Я полная противоположность маме. Не помню, чтобы какая-нибудь папина затея вызывала у нее сочувствие, а ведь она в папе души не чаяла. Это я понимала даже в детстве. Папины фантазии она в зародыше убивала иронией. И никакой всем известной коровы, которая пролетала над крышей и снесла яйцо. Маме ничего не стоит свое сочинить: «Подай быку лукошко – цыплята вылупились!» Или: «Подойник петуху – у него молоко перегорело!» Мама почти всегда оказывается правой, но я все равно в душе на стороне отца.
Сегодня день особый. Мы сидим на собственной телеге, и везет нас собственная лошадь. И мы едем не просто так за мукой. Мука – это хорошо. Из муки чего не сделаешь… Порой даже забытый вкус субботней халы возникает во рту, как подумаешь о муке. Но мы едем еще для того, чтобы прийти на помощь подруге моей мамы Гинде-умнице и ее двум девочкам, с которыми я прошлым летом подружилась. Сегодня маме и в голову не придет, пренебрежительно махнув рукой, бросить: «Пиджак впору, да в магазине на Губернаторской висит». Нет, не скажет так мама.
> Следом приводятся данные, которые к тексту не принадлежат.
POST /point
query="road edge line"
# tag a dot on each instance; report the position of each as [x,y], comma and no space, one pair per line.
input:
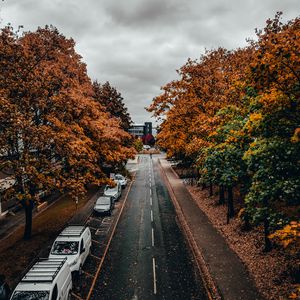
[108,243]
[208,281]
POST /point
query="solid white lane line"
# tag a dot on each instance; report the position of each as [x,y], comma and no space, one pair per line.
[152,235]
[154,276]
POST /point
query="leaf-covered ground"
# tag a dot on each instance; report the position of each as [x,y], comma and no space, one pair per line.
[273,272]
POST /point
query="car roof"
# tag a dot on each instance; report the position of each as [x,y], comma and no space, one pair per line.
[44,271]
[73,231]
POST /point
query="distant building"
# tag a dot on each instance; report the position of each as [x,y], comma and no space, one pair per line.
[141,130]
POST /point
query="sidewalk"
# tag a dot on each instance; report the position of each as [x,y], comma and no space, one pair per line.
[227,276]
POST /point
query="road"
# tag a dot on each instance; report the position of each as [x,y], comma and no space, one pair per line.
[148,257]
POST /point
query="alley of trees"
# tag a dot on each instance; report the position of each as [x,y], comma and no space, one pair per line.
[59,131]
[235,117]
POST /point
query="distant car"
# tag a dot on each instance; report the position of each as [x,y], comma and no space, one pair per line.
[104,204]
[114,192]
[121,179]
[47,279]
[74,243]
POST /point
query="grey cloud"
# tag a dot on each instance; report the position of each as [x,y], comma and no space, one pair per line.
[137,45]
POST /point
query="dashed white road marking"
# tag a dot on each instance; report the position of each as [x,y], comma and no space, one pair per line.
[154,276]
[152,236]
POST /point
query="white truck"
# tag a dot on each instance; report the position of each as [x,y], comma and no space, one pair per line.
[74,243]
[47,279]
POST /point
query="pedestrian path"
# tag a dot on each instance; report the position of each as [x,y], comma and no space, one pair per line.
[229,276]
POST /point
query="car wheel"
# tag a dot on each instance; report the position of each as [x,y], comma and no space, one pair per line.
[69,295]
[80,271]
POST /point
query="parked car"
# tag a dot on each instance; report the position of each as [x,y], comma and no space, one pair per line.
[47,279]
[122,179]
[104,204]
[4,288]
[74,243]
[114,192]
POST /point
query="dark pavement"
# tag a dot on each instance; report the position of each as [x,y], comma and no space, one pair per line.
[226,269]
[148,257]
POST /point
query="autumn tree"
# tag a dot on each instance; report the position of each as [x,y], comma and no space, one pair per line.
[112,101]
[52,132]
[273,157]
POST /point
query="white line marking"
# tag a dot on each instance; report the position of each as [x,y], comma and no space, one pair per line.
[154,276]
[152,236]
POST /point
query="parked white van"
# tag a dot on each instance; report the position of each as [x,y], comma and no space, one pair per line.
[46,280]
[74,243]
[114,192]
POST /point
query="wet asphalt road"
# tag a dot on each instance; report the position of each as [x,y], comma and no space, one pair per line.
[148,257]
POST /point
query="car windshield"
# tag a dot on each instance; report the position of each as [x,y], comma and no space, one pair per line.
[111,189]
[30,295]
[65,248]
[103,201]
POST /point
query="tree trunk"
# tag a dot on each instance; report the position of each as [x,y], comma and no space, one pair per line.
[28,207]
[211,191]
[230,208]
[247,225]
[268,245]
[221,195]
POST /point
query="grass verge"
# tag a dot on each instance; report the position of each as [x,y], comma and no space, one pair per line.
[16,254]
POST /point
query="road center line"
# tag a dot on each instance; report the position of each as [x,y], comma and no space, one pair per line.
[152,236]
[154,276]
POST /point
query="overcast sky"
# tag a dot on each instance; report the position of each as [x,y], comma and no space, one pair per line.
[137,45]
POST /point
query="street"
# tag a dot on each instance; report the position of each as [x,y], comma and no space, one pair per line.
[148,257]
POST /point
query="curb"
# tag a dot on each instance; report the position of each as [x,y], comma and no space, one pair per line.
[109,242]
[209,284]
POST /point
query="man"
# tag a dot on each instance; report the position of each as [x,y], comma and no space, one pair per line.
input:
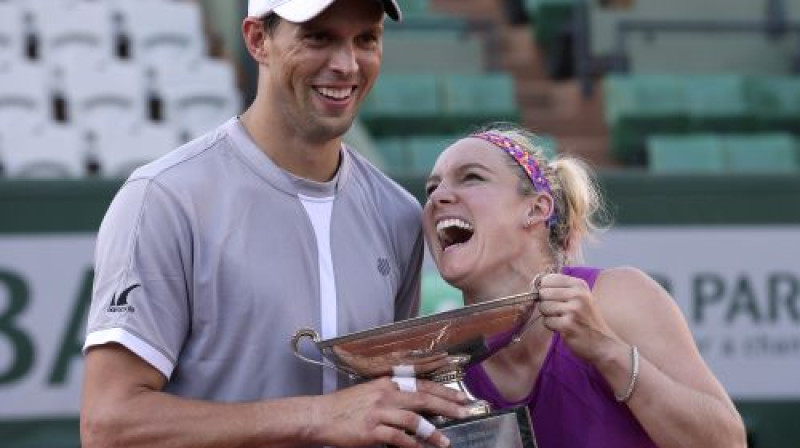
[209,259]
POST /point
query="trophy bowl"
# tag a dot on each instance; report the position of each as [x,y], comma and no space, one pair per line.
[439,347]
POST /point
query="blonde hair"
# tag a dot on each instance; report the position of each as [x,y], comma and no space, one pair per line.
[579,205]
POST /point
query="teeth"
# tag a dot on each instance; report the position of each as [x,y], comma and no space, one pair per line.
[453,222]
[338,94]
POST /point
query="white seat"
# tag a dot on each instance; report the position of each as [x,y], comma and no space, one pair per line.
[200,97]
[51,151]
[12,33]
[113,95]
[163,32]
[120,151]
[25,96]
[75,32]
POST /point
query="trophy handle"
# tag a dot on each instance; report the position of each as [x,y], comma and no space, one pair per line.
[314,336]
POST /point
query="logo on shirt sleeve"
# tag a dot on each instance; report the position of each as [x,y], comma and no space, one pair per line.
[120,304]
[383,266]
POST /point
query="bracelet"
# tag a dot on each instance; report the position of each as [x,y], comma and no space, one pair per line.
[634,375]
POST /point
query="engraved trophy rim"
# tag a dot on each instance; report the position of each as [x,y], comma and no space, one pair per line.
[431,345]
[428,319]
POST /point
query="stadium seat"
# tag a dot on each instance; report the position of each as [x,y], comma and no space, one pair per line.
[760,153]
[425,149]
[112,95]
[12,34]
[119,151]
[75,33]
[472,100]
[432,50]
[50,151]
[549,17]
[25,96]
[163,32]
[395,155]
[198,97]
[638,106]
[400,104]
[775,101]
[717,103]
[685,154]
[547,145]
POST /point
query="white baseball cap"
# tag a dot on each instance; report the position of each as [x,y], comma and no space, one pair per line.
[299,11]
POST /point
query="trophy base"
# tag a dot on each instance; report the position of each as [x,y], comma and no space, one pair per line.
[507,428]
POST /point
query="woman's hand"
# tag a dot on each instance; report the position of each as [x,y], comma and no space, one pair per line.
[568,307]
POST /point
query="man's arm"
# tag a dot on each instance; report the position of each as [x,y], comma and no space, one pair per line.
[124,405]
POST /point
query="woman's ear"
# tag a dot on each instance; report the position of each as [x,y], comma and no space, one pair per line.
[255,37]
[540,208]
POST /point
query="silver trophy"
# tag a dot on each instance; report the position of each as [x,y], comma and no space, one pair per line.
[439,347]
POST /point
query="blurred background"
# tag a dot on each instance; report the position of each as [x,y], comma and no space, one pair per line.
[689,110]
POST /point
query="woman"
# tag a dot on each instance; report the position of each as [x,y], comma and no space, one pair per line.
[610,361]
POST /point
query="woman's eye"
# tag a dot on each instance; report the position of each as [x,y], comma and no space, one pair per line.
[317,38]
[430,188]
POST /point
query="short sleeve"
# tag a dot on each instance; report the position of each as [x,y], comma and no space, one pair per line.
[140,297]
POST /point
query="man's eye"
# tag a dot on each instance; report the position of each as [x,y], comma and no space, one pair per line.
[472,176]
[368,39]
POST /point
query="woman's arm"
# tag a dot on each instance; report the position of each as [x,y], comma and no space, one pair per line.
[677,399]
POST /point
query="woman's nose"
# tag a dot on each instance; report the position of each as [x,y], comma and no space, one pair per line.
[442,194]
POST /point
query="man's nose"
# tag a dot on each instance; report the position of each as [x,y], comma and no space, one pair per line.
[344,59]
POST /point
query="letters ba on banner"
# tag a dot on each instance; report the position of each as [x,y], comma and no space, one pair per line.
[439,347]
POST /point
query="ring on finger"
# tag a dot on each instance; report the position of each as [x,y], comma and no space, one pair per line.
[405,383]
[424,429]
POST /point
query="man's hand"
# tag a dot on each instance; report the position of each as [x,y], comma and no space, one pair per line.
[378,412]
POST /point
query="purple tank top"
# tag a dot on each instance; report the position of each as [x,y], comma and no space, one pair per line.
[571,404]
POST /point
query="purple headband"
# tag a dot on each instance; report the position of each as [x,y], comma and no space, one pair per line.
[526,161]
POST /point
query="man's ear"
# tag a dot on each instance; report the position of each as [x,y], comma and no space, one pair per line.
[255,37]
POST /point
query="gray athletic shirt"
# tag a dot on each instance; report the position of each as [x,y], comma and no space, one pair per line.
[207,263]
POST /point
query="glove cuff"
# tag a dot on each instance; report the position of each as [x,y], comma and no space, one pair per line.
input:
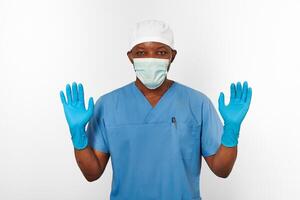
[230,134]
[79,138]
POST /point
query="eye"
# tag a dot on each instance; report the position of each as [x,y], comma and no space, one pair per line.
[162,53]
[140,53]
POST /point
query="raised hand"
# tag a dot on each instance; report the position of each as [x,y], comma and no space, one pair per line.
[76,114]
[234,113]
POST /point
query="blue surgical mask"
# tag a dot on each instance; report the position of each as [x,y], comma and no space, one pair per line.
[151,71]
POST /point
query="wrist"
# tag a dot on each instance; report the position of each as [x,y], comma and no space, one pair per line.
[79,137]
[230,134]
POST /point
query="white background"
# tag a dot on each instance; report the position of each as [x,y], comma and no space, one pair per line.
[46,44]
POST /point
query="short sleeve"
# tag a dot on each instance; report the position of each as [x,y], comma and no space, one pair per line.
[96,129]
[211,129]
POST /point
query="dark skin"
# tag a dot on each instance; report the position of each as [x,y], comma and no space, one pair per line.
[92,163]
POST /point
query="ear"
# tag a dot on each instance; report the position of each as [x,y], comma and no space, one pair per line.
[174,52]
[129,54]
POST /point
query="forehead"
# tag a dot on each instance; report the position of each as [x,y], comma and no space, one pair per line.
[151,45]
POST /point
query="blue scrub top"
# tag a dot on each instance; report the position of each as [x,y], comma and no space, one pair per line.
[155,151]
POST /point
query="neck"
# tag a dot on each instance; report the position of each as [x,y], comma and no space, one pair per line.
[157,91]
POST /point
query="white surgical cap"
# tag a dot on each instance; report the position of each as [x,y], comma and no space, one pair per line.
[152,30]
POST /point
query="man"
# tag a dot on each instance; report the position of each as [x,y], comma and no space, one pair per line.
[154,129]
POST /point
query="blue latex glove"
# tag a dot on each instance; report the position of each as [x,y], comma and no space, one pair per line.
[76,114]
[234,113]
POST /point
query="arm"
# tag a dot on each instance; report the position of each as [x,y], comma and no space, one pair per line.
[233,114]
[91,163]
[222,162]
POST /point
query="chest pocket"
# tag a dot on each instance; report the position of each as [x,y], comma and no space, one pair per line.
[188,137]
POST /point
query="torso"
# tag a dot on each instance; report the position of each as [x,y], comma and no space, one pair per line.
[153,96]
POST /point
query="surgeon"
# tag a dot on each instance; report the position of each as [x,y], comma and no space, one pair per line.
[154,129]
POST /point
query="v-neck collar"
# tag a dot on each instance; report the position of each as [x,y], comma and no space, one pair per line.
[160,101]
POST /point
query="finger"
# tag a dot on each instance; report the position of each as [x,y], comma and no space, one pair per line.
[249,96]
[91,106]
[232,91]
[80,92]
[68,92]
[74,92]
[245,90]
[62,98]
[239,90]
[221,101]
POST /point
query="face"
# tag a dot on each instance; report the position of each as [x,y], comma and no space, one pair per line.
[152,50]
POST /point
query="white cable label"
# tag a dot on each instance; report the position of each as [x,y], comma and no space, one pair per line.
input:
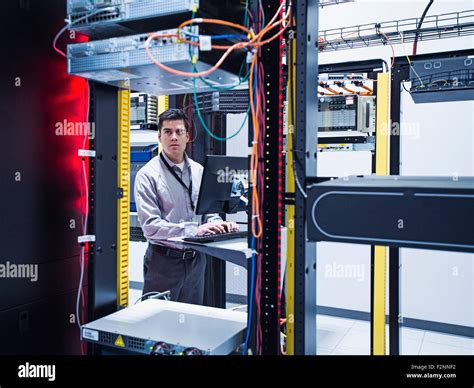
[205,43]
[86,238]
[88,153]
[90,334]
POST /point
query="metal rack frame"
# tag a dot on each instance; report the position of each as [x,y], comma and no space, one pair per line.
[447,25]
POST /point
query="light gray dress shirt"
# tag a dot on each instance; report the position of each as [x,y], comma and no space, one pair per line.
[163,204]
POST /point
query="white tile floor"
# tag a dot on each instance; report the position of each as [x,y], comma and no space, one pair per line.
[341,336]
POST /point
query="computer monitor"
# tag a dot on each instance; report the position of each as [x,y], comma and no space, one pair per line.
[224,182]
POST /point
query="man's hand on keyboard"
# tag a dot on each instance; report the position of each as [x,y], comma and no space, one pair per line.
[213,228]
[230,226]
[210,228]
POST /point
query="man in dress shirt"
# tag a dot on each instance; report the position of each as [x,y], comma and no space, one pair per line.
[166,193]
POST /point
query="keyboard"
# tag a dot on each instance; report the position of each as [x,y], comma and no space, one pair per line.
[215,237]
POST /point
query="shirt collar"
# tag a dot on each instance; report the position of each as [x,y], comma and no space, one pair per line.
[172,164]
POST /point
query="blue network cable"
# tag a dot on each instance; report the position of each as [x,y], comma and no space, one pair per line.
[251,297]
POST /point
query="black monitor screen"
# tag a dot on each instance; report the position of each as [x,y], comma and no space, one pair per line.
[225,180]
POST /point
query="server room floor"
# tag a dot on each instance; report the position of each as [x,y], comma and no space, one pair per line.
[341,336]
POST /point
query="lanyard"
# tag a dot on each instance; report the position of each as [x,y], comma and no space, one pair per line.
[188,189]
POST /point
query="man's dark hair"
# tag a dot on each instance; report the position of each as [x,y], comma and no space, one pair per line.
[172,114]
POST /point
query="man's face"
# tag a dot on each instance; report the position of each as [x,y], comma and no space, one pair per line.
[174,137]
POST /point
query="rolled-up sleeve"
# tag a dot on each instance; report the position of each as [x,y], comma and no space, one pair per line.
[154,227]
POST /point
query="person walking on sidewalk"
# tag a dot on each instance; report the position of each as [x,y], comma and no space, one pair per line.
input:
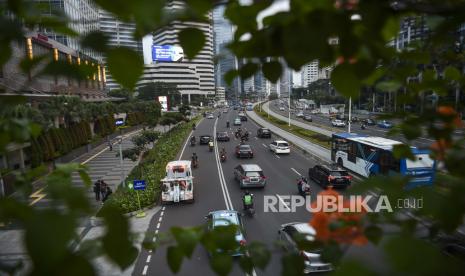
[97,187]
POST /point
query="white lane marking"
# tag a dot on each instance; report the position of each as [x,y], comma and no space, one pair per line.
[296,171]
[282,201]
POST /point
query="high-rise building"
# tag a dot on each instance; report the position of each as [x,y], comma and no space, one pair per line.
[309,73]
[119,34]
[83,17]
[174,72]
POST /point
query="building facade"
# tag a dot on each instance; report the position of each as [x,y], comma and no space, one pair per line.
[119,34]
[201,65]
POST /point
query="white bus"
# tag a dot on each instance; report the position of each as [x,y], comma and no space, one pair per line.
[178,184]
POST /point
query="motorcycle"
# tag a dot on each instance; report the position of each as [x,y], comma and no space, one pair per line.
[303,187]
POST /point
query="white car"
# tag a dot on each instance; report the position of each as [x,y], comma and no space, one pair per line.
[280,146]
[338,123]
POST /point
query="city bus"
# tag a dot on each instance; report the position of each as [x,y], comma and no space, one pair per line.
[178,184]
[369,155]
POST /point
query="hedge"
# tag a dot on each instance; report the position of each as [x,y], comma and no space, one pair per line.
[152,169]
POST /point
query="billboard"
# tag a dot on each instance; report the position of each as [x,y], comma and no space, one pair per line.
[167,53]
[163,100]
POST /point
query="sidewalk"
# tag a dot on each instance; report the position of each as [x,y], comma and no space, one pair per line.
[318,151]
[103,164]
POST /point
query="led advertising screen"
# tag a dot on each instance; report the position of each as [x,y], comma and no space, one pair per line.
[163,100]
[167,53]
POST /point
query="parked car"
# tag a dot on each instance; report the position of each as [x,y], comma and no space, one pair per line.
[249,175]
[204,139]
[280,146]
[329,175]
[338,123]
[308,118]
[222,136]
[225,218]
[244,151]
[291,233]
[263,133]
[385,124]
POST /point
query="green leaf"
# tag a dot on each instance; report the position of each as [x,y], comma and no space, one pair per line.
[272,70]
[345,81]
[174,257]
[192,41]
[125,65]
[373,233]
[221,263]
[95,40]
[451,73]
[248,70]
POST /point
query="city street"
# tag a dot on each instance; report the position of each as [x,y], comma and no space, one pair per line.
[216,189]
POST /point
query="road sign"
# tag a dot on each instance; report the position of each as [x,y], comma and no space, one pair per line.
[139,184]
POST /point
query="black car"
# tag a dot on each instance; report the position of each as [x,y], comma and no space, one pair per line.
[222,136]
[244,151]
[204,139]
[328,175]
[263,133]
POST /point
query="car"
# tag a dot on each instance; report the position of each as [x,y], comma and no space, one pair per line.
[222,218]
[204,139]
[385,124]
[264,133]
[369,122]
[280,146]
[330,175]
[338,123]
[249,176]
[290,234]
[308,118]
[244,151]
[222,136]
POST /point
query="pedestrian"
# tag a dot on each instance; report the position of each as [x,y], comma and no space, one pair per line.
[97,190]
[103,188]
[108,192]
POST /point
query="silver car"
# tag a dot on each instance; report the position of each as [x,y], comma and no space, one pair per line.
[249,175]
[290,233]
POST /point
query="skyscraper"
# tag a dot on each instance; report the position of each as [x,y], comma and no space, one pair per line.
[201,65]
[119,34]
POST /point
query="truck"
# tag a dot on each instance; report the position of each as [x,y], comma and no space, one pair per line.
[178,183]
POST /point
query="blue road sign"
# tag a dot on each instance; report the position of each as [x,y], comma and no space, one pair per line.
[139,184]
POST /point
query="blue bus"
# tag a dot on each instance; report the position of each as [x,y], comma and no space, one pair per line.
[369,155]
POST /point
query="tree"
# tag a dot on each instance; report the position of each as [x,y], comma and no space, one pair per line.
[151,91]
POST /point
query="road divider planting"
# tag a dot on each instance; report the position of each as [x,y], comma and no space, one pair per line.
[309,135]
[151,169]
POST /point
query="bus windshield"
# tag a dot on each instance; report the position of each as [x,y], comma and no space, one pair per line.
[421,161]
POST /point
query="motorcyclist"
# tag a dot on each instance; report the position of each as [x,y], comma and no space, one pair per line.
[247,200]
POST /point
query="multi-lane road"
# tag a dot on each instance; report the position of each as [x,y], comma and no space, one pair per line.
[216,189]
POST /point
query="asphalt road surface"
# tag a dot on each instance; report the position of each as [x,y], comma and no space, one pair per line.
[216,189]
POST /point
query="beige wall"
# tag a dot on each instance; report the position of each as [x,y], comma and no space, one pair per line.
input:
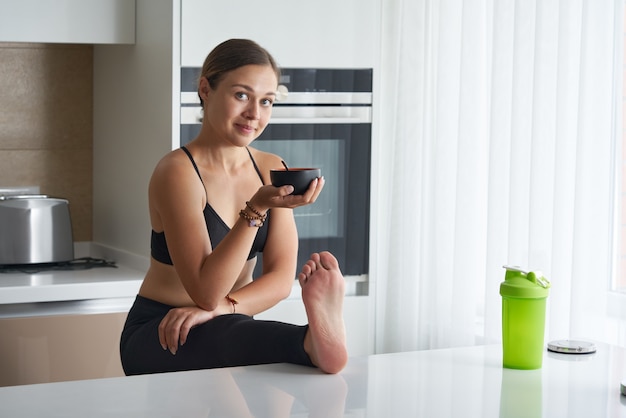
[59,348]
[46,124]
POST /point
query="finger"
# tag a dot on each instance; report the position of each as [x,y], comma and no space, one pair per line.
[162,328]
[184,330]
[172,333]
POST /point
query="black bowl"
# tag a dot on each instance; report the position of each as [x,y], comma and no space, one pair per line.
[299,178]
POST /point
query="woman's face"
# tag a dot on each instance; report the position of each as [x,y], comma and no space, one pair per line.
[239,109]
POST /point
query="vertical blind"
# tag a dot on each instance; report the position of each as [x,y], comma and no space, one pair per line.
[498,145]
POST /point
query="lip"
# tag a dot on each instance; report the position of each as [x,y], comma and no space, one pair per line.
[247,128]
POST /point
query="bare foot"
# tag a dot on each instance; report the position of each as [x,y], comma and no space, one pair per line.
[323,290]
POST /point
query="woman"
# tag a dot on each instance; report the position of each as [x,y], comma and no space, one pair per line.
[212,208]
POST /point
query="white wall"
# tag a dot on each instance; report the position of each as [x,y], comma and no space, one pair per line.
[134,121]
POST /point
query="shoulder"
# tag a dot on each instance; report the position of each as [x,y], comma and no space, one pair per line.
[173,162]
[174,170]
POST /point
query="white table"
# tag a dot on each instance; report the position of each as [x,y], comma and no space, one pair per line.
[458,382]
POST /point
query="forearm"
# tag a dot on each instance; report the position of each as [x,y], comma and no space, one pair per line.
[263,293]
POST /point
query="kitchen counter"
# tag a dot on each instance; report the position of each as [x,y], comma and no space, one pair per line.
[467,382]
[98,289]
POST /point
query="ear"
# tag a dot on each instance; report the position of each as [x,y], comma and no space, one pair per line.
[204,88]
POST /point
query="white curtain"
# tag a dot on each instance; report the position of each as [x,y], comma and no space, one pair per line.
[499,137]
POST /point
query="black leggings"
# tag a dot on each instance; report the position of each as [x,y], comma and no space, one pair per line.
[224,341]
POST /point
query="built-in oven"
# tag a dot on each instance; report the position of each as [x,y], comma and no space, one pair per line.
[322,118]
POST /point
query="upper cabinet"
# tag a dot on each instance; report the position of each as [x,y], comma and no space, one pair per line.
[68,21]
[313,34]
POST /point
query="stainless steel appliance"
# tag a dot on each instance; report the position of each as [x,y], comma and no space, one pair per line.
[322,118]
[35,229]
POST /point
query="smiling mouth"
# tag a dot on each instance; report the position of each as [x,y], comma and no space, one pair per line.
[248,127]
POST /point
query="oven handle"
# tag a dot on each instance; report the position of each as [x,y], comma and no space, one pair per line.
[298,115]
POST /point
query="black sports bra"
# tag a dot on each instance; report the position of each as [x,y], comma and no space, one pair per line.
[216,226]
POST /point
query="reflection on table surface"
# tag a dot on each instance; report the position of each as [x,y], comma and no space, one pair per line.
[458,382]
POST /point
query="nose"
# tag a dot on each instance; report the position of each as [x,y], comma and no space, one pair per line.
[252,111]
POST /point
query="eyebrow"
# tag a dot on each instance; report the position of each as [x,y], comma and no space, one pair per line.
[248,88]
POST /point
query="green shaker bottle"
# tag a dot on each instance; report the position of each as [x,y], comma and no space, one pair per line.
[524,297]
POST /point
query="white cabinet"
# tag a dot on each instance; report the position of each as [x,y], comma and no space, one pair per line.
[68,21]
[305,34]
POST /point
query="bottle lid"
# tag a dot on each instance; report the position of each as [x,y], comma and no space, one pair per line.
[519,283]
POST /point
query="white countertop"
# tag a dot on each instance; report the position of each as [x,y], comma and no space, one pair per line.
[458,382]
[46,292]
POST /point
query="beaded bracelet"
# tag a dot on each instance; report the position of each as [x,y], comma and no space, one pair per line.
[256,212]
[233,301]
[258,222]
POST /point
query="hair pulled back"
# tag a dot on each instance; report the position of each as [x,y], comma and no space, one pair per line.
[233,54]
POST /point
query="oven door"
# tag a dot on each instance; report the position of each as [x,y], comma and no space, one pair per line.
[338,221]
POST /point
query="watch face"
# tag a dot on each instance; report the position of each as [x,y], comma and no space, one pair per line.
[572,347]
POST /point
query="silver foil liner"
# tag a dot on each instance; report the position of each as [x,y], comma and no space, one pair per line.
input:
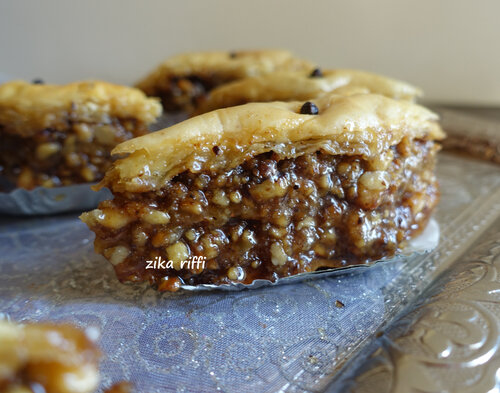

Сегодня день удачи. А для меня и вовсе. Впервые вижу: день встает. Сквозь розовое далеко я различаю золотое яичко в небе, которое оно вот-вот снесет.
Проезжаем одну улицу, другую. Да вот только наша лошадь, такая кроткая и благоразумная, покуда она не выехала со двора, неожиданно оборачивается норовистым жеребцом из барского стойла. Папа направляет ее на середину: улицы, а она, как назло, тянет телегу в сторону, и все в левую.
Мы едем, колеса скрипят, а по бокам все тянутся те же городские улицы. Одолеваемое нами пространство словно пружина: ее нетрудно растянуть вширь, но стоит одному концу вырваться из ваших рук, и пружина сжимается, ничего не изменилось.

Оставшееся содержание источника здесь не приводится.